Birchville Cat Motel Seventh Ruined Hex

[Important; 2007]

Styles: guitar based-noise, skronk/skree
Others: The Dead C, Flying Saucer Attack, Alastair Galbraith, Yellow Swans

Birchville Cat Motel’s concierge Campbell Kneale has, like many noise practitioners, released a slew of records over the years on many less-popular and low-budget formats. Long a favorite of the folks over at Aquarius Records, Kneale amalgamates ominous drone and lots of wayward skree to create compositions that can be as enveloping as they are discordant.

The song titles alone give you an idea of the sonic aggression that’s in store. Opener “Ghastly Star” gnashes its teeth and shrieks into the night for nearly a quarter-hour, like Grendel’s mother equipped with a distortion pedal and a signal generator. Surprise! It doesn’t get any easier with “Werewolf Shorn of its Hell” (one of my favorite song titles ever). This cut shifts from the keening, cover-your-ears-and-weep noise of “Ghastly Star” to a more mechanical grind. Imagine a phaser applied to the sound of 100 CDs thrown into a woodchipper.

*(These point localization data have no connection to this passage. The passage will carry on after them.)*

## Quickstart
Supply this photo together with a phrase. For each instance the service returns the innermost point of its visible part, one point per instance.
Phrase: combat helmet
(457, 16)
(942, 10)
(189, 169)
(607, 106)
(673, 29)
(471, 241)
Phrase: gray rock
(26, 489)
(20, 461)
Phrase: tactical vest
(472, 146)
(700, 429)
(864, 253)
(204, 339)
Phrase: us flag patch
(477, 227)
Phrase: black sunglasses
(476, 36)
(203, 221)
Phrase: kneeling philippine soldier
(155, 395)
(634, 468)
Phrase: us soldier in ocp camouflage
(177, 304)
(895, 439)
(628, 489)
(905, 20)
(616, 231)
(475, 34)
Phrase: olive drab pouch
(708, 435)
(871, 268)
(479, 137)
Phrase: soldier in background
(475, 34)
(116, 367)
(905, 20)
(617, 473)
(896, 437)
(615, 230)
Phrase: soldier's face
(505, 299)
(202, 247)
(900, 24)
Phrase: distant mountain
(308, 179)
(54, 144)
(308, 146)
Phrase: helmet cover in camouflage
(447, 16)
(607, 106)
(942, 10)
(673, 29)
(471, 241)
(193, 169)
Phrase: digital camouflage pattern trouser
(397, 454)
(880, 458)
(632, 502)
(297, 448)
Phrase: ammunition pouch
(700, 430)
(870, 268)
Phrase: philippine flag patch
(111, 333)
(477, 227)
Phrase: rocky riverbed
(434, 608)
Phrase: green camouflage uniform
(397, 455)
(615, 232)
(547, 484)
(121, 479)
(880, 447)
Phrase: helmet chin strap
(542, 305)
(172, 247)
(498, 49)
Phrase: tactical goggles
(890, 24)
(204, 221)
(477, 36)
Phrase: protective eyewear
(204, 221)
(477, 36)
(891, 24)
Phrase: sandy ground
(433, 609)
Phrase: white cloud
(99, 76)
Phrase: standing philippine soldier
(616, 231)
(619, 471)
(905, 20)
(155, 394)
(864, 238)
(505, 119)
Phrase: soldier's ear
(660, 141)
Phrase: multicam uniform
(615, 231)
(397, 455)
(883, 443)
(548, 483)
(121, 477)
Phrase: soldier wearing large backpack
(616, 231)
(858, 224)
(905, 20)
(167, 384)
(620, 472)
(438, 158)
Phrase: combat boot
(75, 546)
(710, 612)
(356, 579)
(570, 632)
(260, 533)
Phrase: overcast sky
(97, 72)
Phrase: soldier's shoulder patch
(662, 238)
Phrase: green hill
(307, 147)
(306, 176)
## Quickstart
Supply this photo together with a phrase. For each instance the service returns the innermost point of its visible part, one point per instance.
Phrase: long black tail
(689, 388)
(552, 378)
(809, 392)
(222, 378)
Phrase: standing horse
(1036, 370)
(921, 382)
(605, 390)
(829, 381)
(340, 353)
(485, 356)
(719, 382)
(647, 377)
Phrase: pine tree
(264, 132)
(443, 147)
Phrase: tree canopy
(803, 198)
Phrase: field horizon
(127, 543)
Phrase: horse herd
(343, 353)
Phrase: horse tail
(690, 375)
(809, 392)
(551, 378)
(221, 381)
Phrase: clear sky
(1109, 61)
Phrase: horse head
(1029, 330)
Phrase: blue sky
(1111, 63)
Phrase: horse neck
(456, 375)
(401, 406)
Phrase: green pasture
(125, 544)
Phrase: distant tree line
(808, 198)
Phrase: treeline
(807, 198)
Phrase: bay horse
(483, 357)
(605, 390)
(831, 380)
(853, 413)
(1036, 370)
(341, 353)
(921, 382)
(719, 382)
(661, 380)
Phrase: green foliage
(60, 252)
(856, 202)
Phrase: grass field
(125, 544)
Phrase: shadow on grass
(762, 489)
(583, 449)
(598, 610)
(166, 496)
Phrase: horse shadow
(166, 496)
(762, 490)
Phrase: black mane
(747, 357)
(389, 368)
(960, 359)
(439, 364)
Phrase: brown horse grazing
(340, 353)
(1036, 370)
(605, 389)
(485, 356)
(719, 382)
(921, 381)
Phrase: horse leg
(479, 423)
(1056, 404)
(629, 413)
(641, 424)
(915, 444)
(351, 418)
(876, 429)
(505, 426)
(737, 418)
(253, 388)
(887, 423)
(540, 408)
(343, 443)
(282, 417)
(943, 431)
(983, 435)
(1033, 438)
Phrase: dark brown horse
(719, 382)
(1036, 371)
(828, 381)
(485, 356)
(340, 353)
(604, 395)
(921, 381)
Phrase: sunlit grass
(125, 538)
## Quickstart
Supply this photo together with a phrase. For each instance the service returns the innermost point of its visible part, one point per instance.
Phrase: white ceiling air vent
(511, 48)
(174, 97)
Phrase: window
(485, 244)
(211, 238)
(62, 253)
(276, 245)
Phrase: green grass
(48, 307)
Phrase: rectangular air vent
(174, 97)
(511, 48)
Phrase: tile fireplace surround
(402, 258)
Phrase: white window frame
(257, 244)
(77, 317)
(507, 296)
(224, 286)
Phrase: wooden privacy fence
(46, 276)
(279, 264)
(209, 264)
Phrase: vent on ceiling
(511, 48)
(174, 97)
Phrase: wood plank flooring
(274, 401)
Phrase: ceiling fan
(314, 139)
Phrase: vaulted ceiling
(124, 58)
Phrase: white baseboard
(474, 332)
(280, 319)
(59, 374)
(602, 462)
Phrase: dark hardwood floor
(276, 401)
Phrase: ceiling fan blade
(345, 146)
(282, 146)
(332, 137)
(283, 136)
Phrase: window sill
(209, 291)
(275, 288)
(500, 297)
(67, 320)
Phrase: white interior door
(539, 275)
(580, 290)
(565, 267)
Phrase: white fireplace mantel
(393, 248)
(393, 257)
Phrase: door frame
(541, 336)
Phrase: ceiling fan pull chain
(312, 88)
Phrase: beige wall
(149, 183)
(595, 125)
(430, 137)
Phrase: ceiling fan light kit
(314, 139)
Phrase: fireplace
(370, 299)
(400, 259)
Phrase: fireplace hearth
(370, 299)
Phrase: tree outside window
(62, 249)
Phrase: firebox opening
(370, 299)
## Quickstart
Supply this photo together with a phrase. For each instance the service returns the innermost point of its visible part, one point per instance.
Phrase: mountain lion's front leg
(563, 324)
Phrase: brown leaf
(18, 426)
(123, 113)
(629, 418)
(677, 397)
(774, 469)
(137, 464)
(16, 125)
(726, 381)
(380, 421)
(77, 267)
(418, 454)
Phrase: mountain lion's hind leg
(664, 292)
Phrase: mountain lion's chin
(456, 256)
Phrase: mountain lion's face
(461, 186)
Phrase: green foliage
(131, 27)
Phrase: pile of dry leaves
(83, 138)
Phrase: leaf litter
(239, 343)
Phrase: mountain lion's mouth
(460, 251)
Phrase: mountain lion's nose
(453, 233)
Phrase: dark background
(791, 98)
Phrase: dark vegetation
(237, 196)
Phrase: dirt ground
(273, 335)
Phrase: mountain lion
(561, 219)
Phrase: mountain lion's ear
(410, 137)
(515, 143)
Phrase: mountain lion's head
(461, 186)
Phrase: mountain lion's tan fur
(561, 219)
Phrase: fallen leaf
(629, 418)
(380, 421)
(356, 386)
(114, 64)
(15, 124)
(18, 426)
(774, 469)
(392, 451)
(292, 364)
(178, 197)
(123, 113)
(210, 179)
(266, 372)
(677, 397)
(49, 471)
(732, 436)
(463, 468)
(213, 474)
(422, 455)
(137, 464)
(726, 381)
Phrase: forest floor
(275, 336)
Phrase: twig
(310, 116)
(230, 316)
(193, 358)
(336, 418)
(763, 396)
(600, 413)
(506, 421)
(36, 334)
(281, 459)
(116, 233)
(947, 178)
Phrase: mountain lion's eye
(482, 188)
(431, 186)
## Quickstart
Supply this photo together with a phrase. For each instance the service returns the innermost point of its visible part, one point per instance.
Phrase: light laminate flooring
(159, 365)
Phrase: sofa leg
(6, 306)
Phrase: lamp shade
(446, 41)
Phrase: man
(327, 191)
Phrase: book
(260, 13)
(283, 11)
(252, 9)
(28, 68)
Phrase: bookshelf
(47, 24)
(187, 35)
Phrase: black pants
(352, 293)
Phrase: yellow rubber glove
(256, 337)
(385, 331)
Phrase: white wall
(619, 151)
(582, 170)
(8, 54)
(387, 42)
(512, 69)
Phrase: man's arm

Despite its redundancy, the label “harsh noise” is a pretty apt one for this record until the final track. “Bee” reprises some of the lacerating sounds heard earlier in the disc and folds them into a throbbing, viscous mixture of static and distended notes. It’s stately, menacing, and worth the wait. The track discloses a serrated logic that has perhaps been twisting and oscillating through the cacophony of Seventh Ruined Hex all along. At the end, the very ugliness that has been so challenging attains a lovely subtlety and poise. If you’re looking for a more combative way to get a drone fix, there are worse places to start.